According to **Van’t Hoff’s law**, a rise in **temperature** will result in an **expansion** in the **rate** of an endothermic reaction. In order to understand **Van’t Hoff law**, we must look into **Van’t Hoff factor** $(i)$, which is the **connection** between the obvious number of **moles** of solute mixed in solution specified by the **colligative effect** and the exact **number** of **moles** of solute mixed in order to construct a **solution.** The **formula** to calculate $(i)$ is:

\[ i = \alpha n + (1 – \alpha)\]

Where,

$i$ is the **Van ‘t Hoff factor,**

$ \alpha$ is the **extent of dissociation,** and

$n$ is the** number of ions** formed during the reaction.

## Expert Answer

So let’s get on with the given **problem.** As we have discussed above, the **Van’t Hoff factor** is basically the **measurement** of the **variation** of a solution from its ideal behavior. To calculate the **Van’t Hoff factor**, we will take help from the following **formula:**

\[ \bigtriangleup T_b = i \times K_b \times m……………. (1) \]

Where $\bigtriangleup T_b$ is one of the **colligative properties** responsible for calculating the **rise** in boiling point. The **boiling point** of a **solution** will increase if more solute is **added** to the **solution.** This phenomenon is known as** boiling point elevation.**

We are given the** boiling point** of the solution $100^{ \circ} C$. Finding $\bigtriangleup T_b$:

\[ \bigtriangleup T_b = 103.4 – 100 = 3.4^{ \circ} C \]

Here, $3.4^{ \circ}C$ is the** boiling point elevation.**

Whereas $K_b$ is known as the **ebullioscopic constant** and its value is given as $0.512^{ \circ}C \space kgmol^{-1}$.

And $m$ is the **molarity** of the solution, defined as the **number** of **moles** of solute mixed in $1000g$ of solvent. So:

$m = 2.4$

**Substituting** the values in equation $(1)$ gives us:

\[ \bigtriangleup T_b = i \times K_b \times m \]

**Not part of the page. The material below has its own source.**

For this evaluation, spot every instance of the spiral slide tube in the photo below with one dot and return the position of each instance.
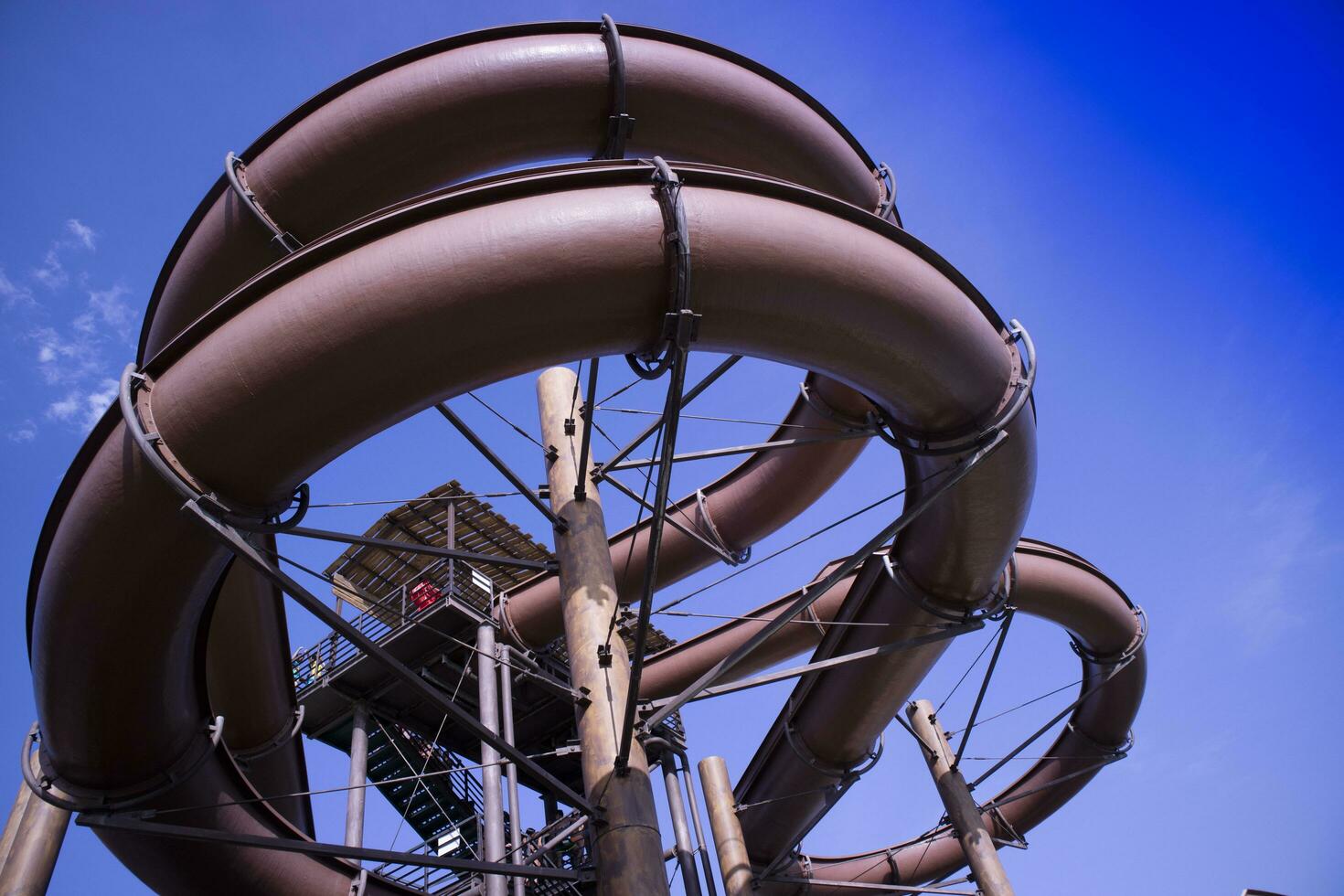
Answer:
(254, 392)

\[ 3.4 = i \times 0.512 \times 2.4 \]

\[ i = \dfrac{3.4}{0.512 \times 2.4} = 2.76 \]

Thus **Van’t Hoff factor** $i$ is $2.76$.

## Numerical Answer

The **Van’t Hoff factor** $i$ for $MX_2$ is $2.76$.

## Example

The **boiling point** of a $1.2 M$ aqueous solution $MX$ is $101.4^{\circ}C$. Find the **Van’t Hoff factor** for $MX$.

To calculate the **Van’t Hoff factor,** we will take help from the following **formula:**

\[ \bigtriangleup T_b = i \times K_b \times m \]

We are given the **boiling point** of the solution $100^{ \circ} C$. Finding $\bigtriangleup T_b$:

\[ \bigtriangleup T_b = 101.4 – 100 = 1.4^{ \circ} C \]

Here, $1.4^{ \circ}C$ is the **boiling point elevation.**

$K_b = 0.512^{ \circ}C \space kgmol^{-1}$.

And $m = 1.2$.

**Substituting** the values in the equation of $T_b$ gives us:

\[ 1.4^{\circ}C = i \times 0.512^{\circ}C\space kgmol^{-1} \times 1.2 \]

\[ i = \dfrac{1.4}{0.512 \times 1.2} = 2.28\]

Thus, the **Van’t Hoff factor** $i$ is $2.28$.